One precious moment in my childhood

Pagi ini saya berlatih gitar dengan lirik seperti ini......

Tak ku tahu kan hari esok,
mungkin langit kan gelap
tapi Dia yang berkasihan
melindungiku tetap
meski susah perjalanan
glombang dunia menderu
dipimpinNya ku bertahan
sampai akhir langkahku
banyak hal tak kufahami
dalam masa menjelang
tapi trang bagiku ini
Tangan Tuhan yang pegang.....

Lagu ini membawa saya ke masa kanak-kanak di tahun 80-an. Waktu itu saya berpikir, seperti apa saya di usia 30. Ada rasa ngeri dan sensasi aneh ketika membayangkannya. Tapi ternyata saat ini saya bahkan sudah melewati usia “kritis” itu dan semuanya baik-baik saja! Mungkin waktu itu imajinasi saja  terlalu advance. Hahaha!
Saya melewatkan masa kanak-kanak di Manahan, Solo, yang terkenal dengan Stadion Manahan. Banyak hal menyenangkan yang membangkitkan kenangan saya di kampung ini. Sebagai bungsu dari 7 bersaudara, posisi saya sangat strategis karena memiliki 6 kakak. Berarti saya akan mendapat banyak limpahan dari mereka kalau nanti mereka sudah bekerja J!  Konon menurut cerita saya lahir di rumah, tepatnya di ruang tamu karena Ibu tidak sempat dibawa ke rumah sakit dan sudah keburu melahirkan. Jadilah saya lahir dengan pertolongan dukun tanpa diukur berat dan panjang. Jadi sudah kebayang betapa saya ini sangat tidak sabaran sejak masih dalam kandungan. Buktinya waktu mau lahir pun saya ingin cepat lahir ke dunia dan tidak sabar menunggu dibawa ke Rumah sakit! Serunya lagi, ternyata sebenarnya saat itu ibu saya sudah ikut KB karena tidak berharap mempunyai anak lagi. Maklum, dengan 6 anak dan penghasilan pas-pasan sudah terlalu berat untuk membiayai mereka. Tapi ternyata saya tetap lahir.

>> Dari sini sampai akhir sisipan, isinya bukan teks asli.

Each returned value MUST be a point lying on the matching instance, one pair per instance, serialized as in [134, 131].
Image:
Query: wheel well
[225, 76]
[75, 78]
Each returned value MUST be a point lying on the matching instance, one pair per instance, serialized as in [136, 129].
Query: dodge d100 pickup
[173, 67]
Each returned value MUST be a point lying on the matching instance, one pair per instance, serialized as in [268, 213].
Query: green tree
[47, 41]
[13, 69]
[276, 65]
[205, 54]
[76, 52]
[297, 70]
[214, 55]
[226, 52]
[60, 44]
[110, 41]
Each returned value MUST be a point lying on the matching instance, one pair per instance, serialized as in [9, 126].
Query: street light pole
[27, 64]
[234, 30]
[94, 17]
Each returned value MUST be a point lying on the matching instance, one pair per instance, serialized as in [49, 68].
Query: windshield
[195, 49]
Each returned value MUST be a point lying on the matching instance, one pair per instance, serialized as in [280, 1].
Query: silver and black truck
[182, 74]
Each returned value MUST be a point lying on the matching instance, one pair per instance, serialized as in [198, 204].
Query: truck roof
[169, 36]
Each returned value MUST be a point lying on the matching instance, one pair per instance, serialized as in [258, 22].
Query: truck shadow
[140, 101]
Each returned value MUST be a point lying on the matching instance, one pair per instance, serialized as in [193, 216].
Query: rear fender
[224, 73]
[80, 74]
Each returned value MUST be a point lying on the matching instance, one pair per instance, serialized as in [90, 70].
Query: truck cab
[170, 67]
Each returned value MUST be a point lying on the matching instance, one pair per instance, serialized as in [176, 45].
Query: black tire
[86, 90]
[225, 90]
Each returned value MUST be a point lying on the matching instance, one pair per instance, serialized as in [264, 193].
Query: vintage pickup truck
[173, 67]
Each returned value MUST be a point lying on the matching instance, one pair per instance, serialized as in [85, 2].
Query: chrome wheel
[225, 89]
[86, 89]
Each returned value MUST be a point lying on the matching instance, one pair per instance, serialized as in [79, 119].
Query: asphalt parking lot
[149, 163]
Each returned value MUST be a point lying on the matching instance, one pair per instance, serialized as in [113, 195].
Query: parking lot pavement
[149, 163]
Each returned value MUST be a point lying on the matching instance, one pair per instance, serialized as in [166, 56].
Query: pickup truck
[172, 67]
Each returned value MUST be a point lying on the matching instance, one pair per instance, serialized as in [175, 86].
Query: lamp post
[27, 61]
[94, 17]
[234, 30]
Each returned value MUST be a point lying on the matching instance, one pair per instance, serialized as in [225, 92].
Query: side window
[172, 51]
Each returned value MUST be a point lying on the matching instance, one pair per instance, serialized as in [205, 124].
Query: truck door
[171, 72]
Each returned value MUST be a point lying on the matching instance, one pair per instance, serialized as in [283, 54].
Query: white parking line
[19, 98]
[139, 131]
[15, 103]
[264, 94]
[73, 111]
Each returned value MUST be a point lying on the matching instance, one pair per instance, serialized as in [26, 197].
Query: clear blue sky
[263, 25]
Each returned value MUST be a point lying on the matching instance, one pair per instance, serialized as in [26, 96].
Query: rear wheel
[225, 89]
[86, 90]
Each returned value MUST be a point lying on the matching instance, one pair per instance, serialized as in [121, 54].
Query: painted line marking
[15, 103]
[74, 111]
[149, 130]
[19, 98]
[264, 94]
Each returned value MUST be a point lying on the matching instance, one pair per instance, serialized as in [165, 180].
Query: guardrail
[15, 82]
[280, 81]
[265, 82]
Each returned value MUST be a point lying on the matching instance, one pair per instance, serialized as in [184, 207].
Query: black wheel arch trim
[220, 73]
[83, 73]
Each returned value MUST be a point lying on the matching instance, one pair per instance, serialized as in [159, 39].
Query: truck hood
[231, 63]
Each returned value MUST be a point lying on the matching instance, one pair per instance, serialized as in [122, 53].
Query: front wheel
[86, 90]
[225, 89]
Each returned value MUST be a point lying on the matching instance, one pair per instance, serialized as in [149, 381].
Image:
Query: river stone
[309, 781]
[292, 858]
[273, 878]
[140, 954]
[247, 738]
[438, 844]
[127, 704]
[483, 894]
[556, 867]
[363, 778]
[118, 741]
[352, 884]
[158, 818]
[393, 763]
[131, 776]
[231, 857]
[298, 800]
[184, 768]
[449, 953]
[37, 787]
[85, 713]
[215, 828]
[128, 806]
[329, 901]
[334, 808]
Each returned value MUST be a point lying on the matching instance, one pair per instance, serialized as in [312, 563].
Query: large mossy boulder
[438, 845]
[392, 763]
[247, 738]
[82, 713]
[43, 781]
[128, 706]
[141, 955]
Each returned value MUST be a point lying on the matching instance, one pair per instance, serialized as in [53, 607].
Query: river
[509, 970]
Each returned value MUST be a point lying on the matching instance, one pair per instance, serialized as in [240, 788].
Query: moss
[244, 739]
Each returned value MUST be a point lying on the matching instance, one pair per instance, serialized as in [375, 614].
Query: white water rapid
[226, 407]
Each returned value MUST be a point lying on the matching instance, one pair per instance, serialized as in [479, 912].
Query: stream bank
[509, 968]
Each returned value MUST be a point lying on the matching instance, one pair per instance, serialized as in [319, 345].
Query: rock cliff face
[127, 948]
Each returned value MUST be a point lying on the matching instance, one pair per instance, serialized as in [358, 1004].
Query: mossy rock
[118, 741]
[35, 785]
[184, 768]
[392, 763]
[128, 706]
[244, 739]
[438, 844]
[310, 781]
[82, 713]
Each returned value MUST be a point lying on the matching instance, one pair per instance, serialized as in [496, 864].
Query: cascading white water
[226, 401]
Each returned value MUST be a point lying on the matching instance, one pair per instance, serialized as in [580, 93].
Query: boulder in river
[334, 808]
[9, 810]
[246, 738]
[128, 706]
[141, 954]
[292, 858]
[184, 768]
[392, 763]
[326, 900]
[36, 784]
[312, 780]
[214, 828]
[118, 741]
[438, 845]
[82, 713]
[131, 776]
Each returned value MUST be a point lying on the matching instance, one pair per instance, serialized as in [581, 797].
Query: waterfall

Jadi bisa dibilang saya adalah produk KB yang gagal dan punya semangat juang tinggi, serta sangat disayangkan kalau tidak dilahirkan J!  Hal pertama yang dilihat ayah ketika saya lahir adalah apakah spiral yang dipakai ibu menancap di tubuh saya atau tidak. Itu adalah ketakutan mereka, tapi ternyata Puji Tuhan, semua baik-baik saja. Wow luar biasa, kejadianku dahsyat dan ajaib!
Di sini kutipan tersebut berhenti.